01:13 So it's really, we're working on the fun stuff right now, like, you know, speaker and staff gifts and stuff like that.
01:20 But otherwise it's pretty smooth sailing and just sitting back and watching COVID numbers and hoping that we don't get another spike before April 9th.
01:28 - Yeah, fingers crossed.
01:30 This'll be the first PyCon after COVID hit.
01:34 So hopefully everything goes great.
01:35 I know people are excited.
01:36 - Yeah. - Yeah.
01:37 - Well, Brian, do I have the first one?
01:39 - You do. - Do we have to wait?
01:39 Do we have to wait for me or can I talk about this?

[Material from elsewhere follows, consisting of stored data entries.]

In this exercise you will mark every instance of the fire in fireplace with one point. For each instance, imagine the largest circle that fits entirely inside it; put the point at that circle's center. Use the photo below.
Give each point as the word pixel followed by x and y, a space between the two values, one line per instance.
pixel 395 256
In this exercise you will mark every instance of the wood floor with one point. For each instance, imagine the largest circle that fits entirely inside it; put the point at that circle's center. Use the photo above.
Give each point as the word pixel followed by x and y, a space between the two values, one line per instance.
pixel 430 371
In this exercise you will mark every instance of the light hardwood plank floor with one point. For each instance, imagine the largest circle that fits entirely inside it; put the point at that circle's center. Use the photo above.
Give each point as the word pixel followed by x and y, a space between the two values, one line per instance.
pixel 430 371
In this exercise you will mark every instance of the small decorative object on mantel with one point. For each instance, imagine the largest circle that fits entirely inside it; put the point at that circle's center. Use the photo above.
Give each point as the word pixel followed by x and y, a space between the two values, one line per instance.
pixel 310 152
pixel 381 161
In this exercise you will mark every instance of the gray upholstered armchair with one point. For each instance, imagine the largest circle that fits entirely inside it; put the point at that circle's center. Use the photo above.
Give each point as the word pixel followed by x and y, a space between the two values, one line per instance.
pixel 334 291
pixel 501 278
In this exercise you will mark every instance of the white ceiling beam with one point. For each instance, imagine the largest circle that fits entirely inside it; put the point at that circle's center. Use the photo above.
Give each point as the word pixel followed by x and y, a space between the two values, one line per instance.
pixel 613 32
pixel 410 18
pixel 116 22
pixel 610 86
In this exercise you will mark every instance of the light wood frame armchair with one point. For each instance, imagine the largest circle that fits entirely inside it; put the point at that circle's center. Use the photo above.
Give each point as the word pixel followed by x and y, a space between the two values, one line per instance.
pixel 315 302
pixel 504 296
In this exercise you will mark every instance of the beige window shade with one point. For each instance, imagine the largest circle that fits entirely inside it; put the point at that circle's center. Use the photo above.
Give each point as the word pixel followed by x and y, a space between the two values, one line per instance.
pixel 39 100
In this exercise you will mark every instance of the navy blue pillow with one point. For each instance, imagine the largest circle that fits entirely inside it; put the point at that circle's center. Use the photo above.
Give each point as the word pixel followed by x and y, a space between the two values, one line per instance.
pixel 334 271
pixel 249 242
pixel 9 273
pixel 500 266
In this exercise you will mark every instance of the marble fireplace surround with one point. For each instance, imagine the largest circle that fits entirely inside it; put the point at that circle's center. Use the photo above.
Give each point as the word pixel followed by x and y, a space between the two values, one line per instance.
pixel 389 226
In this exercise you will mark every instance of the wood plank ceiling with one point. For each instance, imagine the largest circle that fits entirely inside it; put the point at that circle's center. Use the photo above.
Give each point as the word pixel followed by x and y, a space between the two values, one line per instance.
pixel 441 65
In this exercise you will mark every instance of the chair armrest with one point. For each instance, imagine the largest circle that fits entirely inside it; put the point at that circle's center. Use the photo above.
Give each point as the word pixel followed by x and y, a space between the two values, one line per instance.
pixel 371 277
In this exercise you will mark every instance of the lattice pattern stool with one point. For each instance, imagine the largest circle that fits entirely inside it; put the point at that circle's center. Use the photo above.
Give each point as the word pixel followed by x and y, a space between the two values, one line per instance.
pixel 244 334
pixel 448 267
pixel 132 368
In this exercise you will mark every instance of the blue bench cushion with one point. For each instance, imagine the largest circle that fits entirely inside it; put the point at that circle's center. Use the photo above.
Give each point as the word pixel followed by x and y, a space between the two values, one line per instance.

01:42 - Yeah, so I'll wait.
01:44 - Well, let's, oh, wait.
01:46 I'm very excited to talk about this one, actually.
01:47 This one comes from Frederick Averpill.
01:50 I believe listens to the show a lot.
01:51 So hello, Frederick, nice work on this.
01:54 I was working on the Python Bytes website of all things, and I wanted to do some stuff with like uploading MP3s and having a bunch of automation happen behind the scenes.
02:04 And one of the things I did not too long ago is switch over to an async database.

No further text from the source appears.